3.) Stealth – Paramount’s Great America

Announced in 1999 to much fanfare, this expensive, $17 million prototype attraction gave riders the sensation of flying…if they were willing to wait up to three hours on a GOOD day.

However, the ride was removed after only three years of operation, due to high maintenance needs, large amounts of downtime and that very low throughput / capacity. The second station was never built to completion, which allowed riders to bake in the sun for up to ten minutes while another train was dispatched. Quite simply, the ride never lived up to nor operated at it’s original potential.

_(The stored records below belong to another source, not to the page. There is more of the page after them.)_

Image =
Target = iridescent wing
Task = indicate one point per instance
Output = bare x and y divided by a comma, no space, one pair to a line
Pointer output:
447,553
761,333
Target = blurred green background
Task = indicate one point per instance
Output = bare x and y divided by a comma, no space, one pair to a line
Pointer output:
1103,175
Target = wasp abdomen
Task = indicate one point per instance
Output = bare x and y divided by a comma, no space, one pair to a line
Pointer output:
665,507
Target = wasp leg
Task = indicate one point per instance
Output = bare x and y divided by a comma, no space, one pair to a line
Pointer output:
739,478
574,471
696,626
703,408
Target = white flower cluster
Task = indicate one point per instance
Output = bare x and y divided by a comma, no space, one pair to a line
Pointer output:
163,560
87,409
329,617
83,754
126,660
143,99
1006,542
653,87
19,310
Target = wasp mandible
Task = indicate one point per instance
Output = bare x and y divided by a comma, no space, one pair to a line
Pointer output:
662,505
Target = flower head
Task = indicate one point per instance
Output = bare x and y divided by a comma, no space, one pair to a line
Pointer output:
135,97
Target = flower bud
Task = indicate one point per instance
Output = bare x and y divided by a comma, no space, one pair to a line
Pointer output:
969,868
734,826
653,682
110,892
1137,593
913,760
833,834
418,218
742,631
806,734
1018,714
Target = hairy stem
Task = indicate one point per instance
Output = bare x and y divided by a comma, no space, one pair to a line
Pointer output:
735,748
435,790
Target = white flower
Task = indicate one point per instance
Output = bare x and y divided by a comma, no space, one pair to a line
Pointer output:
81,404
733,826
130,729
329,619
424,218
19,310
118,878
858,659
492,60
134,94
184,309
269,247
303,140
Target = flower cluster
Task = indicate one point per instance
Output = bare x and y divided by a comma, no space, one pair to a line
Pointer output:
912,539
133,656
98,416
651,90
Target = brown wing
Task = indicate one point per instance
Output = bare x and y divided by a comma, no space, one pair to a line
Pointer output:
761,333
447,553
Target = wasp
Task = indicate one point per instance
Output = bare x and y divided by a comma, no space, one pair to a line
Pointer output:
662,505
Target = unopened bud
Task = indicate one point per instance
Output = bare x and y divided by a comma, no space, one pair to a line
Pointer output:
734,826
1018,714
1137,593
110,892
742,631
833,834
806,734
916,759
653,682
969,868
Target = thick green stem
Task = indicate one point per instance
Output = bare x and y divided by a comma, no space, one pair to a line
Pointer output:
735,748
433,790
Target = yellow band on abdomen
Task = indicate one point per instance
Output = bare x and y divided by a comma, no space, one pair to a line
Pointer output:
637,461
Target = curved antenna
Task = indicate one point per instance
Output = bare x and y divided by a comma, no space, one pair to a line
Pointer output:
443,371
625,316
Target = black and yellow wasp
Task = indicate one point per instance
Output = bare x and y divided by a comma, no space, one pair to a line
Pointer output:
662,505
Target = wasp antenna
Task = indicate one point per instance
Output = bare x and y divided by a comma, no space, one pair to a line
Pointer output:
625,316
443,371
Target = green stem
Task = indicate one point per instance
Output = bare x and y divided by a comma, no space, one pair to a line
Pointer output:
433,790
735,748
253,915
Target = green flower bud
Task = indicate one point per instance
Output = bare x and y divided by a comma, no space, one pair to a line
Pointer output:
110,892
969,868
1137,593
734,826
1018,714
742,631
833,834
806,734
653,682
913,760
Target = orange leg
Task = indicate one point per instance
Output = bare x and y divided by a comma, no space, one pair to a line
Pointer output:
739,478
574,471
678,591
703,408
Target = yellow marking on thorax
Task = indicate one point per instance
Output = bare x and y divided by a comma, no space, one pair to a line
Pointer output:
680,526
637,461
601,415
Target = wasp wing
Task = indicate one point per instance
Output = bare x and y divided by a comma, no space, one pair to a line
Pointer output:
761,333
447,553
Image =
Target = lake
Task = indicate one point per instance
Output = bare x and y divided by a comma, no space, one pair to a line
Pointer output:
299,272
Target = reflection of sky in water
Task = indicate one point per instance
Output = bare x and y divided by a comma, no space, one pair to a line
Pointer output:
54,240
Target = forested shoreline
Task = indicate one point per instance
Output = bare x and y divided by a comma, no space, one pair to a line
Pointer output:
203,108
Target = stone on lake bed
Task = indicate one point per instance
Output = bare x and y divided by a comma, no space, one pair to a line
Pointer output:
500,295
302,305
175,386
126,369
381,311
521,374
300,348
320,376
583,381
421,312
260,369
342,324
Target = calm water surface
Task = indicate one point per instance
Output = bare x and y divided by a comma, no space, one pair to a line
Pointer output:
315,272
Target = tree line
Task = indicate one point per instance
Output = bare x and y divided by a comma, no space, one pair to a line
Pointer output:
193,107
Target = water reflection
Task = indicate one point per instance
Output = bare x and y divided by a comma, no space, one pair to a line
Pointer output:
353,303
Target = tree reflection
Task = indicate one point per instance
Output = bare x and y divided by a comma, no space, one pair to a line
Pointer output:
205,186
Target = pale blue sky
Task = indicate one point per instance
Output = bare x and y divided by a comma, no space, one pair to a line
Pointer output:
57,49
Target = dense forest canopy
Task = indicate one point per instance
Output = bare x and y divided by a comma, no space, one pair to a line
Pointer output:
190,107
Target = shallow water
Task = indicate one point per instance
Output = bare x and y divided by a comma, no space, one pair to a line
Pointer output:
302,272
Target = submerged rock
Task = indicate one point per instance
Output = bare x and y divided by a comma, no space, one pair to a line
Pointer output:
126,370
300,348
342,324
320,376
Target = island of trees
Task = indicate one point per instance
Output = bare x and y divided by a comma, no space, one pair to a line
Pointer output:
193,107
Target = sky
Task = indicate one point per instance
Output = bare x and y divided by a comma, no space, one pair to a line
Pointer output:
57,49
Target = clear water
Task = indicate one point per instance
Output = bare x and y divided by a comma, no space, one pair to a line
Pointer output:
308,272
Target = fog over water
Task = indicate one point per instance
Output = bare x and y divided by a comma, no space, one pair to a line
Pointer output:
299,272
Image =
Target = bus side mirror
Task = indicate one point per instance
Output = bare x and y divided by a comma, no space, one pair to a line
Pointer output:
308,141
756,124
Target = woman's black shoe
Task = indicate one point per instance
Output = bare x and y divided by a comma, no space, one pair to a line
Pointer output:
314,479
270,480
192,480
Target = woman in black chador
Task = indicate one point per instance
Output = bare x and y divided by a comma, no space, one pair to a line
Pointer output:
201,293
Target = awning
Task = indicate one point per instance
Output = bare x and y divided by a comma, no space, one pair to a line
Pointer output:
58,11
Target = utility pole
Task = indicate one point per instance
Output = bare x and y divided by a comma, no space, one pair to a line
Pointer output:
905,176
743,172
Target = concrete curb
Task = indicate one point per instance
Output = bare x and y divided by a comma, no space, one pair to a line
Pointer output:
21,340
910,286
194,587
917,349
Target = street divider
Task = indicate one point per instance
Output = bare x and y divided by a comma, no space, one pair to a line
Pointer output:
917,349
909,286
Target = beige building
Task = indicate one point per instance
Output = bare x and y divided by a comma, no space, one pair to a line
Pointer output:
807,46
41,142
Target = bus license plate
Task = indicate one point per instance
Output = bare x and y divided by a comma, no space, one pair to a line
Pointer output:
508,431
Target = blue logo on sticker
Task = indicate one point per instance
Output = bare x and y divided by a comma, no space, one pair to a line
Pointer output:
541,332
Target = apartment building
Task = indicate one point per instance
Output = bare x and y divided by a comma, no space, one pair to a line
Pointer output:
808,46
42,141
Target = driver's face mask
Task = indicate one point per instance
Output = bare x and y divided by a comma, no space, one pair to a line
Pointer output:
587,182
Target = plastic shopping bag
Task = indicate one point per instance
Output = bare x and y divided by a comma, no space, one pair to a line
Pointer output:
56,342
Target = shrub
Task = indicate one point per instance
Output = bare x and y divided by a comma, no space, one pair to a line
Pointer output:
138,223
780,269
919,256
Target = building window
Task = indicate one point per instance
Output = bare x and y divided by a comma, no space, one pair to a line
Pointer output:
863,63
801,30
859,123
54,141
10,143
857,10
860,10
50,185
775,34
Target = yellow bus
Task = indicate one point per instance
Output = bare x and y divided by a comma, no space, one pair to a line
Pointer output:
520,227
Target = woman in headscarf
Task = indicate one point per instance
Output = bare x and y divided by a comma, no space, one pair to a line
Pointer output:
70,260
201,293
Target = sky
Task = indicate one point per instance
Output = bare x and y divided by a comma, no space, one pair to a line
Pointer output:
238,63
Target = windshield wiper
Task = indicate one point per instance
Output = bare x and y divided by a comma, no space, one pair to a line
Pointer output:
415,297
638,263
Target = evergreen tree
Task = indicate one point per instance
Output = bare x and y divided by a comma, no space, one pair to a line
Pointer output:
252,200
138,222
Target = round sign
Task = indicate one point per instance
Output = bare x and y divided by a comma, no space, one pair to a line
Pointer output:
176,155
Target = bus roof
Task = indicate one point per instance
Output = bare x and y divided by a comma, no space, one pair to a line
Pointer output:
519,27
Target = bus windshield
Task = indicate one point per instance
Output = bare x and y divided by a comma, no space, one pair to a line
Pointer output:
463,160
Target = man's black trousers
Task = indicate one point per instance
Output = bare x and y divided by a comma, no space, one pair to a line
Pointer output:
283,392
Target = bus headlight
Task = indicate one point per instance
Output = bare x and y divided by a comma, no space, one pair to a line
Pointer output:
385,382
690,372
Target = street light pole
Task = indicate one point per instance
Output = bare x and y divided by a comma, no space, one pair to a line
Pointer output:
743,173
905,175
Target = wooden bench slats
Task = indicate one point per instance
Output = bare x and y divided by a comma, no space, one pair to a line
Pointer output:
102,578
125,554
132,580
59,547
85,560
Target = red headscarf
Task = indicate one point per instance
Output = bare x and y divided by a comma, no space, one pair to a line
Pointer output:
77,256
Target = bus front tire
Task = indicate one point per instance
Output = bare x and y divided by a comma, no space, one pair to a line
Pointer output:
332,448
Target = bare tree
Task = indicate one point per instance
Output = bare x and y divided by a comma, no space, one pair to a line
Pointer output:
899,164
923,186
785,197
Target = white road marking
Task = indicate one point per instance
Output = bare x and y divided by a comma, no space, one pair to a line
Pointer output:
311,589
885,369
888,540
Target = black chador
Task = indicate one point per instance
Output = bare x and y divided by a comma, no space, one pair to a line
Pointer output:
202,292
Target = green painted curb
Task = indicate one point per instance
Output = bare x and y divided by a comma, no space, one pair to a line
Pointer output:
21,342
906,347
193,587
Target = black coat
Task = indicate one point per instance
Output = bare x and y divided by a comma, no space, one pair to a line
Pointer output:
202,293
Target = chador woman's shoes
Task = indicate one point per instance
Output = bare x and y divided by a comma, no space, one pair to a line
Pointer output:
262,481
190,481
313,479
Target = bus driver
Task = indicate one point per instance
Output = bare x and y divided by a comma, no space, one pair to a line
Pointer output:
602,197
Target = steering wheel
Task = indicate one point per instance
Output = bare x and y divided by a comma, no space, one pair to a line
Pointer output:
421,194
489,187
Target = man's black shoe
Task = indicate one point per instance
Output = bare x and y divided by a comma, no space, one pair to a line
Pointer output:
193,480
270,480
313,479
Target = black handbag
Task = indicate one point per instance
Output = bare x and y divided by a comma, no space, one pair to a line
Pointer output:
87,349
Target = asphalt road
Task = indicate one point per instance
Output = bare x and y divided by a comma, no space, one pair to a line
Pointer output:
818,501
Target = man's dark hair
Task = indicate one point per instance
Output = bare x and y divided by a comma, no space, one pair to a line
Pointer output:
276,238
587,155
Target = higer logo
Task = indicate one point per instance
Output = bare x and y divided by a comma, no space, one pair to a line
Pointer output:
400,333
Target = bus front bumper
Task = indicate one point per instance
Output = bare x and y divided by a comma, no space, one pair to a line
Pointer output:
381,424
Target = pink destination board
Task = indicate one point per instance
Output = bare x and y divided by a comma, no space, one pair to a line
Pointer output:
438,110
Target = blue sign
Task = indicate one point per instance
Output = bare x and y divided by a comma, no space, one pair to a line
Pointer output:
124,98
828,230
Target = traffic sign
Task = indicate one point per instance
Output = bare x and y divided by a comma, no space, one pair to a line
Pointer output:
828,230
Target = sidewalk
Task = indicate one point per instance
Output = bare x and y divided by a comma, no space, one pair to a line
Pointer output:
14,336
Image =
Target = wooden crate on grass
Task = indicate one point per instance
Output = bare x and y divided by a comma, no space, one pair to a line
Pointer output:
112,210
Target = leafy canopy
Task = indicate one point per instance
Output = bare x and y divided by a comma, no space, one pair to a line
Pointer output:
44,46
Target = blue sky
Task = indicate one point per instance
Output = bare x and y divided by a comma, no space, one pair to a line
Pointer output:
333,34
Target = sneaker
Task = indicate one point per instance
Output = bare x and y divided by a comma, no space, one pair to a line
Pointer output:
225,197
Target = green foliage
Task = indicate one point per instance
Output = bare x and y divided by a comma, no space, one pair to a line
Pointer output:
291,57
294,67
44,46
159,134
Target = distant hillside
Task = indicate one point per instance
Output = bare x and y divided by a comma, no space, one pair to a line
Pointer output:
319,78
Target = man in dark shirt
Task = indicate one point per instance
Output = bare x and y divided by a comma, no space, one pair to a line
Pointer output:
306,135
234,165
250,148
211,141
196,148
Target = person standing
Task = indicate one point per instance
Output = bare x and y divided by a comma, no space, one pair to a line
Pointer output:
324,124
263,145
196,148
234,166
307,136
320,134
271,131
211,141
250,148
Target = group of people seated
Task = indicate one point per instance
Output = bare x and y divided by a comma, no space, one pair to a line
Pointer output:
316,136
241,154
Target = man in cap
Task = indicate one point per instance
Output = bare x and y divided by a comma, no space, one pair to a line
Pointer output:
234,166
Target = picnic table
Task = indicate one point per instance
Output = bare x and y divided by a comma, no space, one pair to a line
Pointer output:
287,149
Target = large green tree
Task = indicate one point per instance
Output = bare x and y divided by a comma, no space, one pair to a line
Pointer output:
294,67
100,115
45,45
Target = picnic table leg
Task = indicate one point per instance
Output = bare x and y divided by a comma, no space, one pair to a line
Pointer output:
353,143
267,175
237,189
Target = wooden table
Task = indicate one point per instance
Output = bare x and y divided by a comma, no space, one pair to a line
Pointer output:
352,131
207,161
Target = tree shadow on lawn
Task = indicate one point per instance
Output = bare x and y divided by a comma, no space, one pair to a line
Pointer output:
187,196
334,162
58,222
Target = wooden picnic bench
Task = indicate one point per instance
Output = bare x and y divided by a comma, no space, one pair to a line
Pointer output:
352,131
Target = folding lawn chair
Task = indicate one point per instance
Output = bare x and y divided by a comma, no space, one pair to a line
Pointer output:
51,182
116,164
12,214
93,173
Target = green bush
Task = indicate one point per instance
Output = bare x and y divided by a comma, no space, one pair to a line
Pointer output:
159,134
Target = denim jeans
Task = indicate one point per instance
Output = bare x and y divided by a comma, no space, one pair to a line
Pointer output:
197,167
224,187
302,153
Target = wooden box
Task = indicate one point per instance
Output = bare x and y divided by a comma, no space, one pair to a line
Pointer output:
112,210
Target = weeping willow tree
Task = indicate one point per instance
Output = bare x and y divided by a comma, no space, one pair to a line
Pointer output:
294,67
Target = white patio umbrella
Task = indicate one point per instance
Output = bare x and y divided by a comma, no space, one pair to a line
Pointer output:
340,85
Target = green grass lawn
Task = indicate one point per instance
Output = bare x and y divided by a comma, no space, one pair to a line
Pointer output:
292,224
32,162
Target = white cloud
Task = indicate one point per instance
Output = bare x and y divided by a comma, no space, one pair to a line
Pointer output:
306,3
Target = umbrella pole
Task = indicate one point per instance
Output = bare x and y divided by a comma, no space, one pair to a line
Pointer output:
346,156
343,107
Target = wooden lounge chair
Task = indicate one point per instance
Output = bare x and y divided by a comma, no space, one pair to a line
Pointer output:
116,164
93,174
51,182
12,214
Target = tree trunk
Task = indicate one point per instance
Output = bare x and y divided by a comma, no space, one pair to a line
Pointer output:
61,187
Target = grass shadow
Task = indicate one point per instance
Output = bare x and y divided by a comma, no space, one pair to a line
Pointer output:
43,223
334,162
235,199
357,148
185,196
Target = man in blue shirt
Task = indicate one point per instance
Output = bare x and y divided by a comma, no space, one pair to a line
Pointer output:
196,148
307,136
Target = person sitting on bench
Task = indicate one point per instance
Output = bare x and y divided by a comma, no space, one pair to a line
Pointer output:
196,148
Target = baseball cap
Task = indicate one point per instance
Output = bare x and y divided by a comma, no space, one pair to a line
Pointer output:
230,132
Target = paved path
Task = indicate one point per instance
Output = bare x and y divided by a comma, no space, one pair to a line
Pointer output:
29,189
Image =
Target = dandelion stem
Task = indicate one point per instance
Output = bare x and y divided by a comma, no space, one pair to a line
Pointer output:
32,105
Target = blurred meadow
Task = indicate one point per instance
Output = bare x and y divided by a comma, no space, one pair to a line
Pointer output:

Originally committed to several models of the ride for their parks, Paramount Parks allegedly pulled the contract on Vekoma after the disappointing results from Stealth. The area the ride sat on became the “Boomerang Bay Waterpark” but sharp eyes can still spot footers for Stealth in the Yankee Harbor area of the park.

 

2.) The Bat – Kings Island

Even the masters have their mistakes. For years, Anton Schwarzkopf had been designing a swinging, suspended coaster. Unfortunately, Anton’s skills with fabrication and design didn’t translate to running a business, and the company went bankrupt before “The Bat” could be finished. In stepped Arrow Development, who finished the ride.

However, high bank forces contributed to very high track maintenance, which eventually shut the ride down. It was replaced by another Arrow creation, the multi-loop “Vortex.”

Arrow would go on to build several suspended coasters of their own, one of which made a return to Kings Island, named “Top Gun.” Ironically, the park renamed and rebranded it to “the Bat” in 2014.

 

1.) Son of Beast – Paramount’s Kings Island

The looping wooden coaster. Once the holy grail of coaster-dom; now, it’s the “next big thing” when it comes to parks. But back in 2000, it was still a “work in progress.” True, the ride worked fine, but the heavy trains custom designed to transition between the steel loop and wooden track tore up the 7,000+ feet of track on the ride, to the point it became unbearable to ride.

Removing the loop and adding lighter, Gerstlauer trains didn’t help, either. The coaster was shuttered for several years and then eventually torn down in favor of a custom, record breaking B&M inverted coaster, “Banshee.”